1. アプリケーションを StatsD に対応のパターン

  • 利点
    • 何か特別なものを作る必要はない
  • 欠点
    • Prometheus のクライアントライブラリが持つ機能が使えない
      • ライブラリがデフォルトで必要そうなメトリクスをあらかじめ収集してくれるものが多い
      • 全体的に、StatsD より Prometheus の方がクライアントライブラリの質が高い ( 印象 )
    • Prometheus 特有のデータ (属性) が使えない可能性

そして何より、公式があまり推奨していない感じ

We recommend this only as an intermediate solution and recommend switching to native Prometheus instrumentation in the long term.

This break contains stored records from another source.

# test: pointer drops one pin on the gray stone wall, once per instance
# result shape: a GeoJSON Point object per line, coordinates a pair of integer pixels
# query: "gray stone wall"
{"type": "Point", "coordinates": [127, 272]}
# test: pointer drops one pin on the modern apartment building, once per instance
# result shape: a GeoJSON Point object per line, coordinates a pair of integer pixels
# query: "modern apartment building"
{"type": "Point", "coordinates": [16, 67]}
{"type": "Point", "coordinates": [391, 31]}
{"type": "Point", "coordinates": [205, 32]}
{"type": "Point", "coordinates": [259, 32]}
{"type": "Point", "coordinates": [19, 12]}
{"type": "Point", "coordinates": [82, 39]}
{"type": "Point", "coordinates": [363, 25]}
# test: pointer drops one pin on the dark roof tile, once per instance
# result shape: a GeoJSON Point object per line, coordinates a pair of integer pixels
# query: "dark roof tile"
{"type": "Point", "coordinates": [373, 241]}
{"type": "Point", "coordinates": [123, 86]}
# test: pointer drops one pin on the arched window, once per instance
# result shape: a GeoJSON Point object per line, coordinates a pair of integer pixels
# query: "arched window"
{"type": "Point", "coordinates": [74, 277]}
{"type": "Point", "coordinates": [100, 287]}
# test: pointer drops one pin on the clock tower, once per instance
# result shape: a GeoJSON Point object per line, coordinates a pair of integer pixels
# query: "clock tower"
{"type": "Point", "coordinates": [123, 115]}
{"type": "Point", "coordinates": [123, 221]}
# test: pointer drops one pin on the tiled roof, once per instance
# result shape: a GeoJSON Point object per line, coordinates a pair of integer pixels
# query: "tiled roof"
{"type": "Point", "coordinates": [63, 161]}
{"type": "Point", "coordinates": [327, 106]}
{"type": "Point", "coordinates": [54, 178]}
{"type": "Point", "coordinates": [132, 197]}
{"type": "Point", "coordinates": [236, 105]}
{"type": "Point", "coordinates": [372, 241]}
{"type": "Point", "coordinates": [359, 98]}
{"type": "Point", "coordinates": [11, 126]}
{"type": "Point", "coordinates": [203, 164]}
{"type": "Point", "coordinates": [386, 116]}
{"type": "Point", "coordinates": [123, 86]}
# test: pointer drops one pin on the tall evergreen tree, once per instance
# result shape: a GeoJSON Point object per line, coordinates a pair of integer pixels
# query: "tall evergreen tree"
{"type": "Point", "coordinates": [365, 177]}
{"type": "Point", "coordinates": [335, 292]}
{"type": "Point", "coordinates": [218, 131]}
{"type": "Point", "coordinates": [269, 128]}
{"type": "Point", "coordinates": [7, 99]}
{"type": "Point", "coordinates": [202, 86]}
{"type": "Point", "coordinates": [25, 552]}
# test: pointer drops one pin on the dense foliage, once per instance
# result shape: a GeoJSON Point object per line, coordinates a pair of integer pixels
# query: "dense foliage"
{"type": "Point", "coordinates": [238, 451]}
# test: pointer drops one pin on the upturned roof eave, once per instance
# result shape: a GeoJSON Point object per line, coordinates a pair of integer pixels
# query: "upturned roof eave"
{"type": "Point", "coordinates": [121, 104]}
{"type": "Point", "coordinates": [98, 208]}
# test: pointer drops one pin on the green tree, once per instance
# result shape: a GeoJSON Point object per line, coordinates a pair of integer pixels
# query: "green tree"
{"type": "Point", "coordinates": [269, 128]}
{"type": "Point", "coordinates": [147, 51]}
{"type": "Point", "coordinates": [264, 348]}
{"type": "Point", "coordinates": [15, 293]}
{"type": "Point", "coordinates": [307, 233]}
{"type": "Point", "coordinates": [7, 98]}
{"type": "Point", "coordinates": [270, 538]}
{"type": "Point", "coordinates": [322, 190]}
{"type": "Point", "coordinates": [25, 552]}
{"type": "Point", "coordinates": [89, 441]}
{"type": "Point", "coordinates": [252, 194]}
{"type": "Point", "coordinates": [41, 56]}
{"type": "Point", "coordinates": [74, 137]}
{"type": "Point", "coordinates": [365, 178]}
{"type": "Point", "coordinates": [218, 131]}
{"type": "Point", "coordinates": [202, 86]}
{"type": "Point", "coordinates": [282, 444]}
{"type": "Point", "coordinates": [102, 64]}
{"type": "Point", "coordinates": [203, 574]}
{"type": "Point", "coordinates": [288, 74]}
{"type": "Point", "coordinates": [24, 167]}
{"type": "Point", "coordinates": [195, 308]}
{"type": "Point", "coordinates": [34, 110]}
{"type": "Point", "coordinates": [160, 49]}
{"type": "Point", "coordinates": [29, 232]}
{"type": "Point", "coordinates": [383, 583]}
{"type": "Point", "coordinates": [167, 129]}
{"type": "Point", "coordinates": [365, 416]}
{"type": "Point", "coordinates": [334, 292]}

(多分、意味合い的には 『既に StatD が動いている場合は、これを Backend に使ってください。とはいえ、この Exporter があるからとアプリケーションに StatsD のクライアントライブラリを入れるのは推奨しません。Prometheus のクライアントライブラリを使ってください』みたいな感じだろうか)

2. アプリケーションは Prometheus に対応のパターン

  • 利点
    • Prometheus のクライアントライブラリが使える
    • Prometheus の機能がフルに使える
  • 欠点
    • Netdata のプラグインを作成する必要がある
      • 開発段階だけ利用するという意味では、デプロイや長期運用は深く考えなくて良さそう

何となく、後者の方が良さそう。
ということで、2 の方針でやってみようと思っています。

感想

DevOps というと、Branch strategy, CI, Deploy, Infrastructure as Code, Container, Orchestration, Log Aggregation とかその辺ばかりに目が行ってしまっていたが、もう一つ重要な要素としての Monitoring についても、もう少し関心を持たねばと思った。
Prometheus や Netdata には Dev と Ops をつなぐ力があると感じたので、バシバシ使っていきたい。
あと、InfluxDB 好きなので Telegraf ももっときちんと調べたい。

ぜひ、Twelve-Factor App の 13 個目にメトリクス監視に対する方針を追加して欲しい。

あとがき

※ この記事は個人の見解であり、所属する組織を代表するものではありません。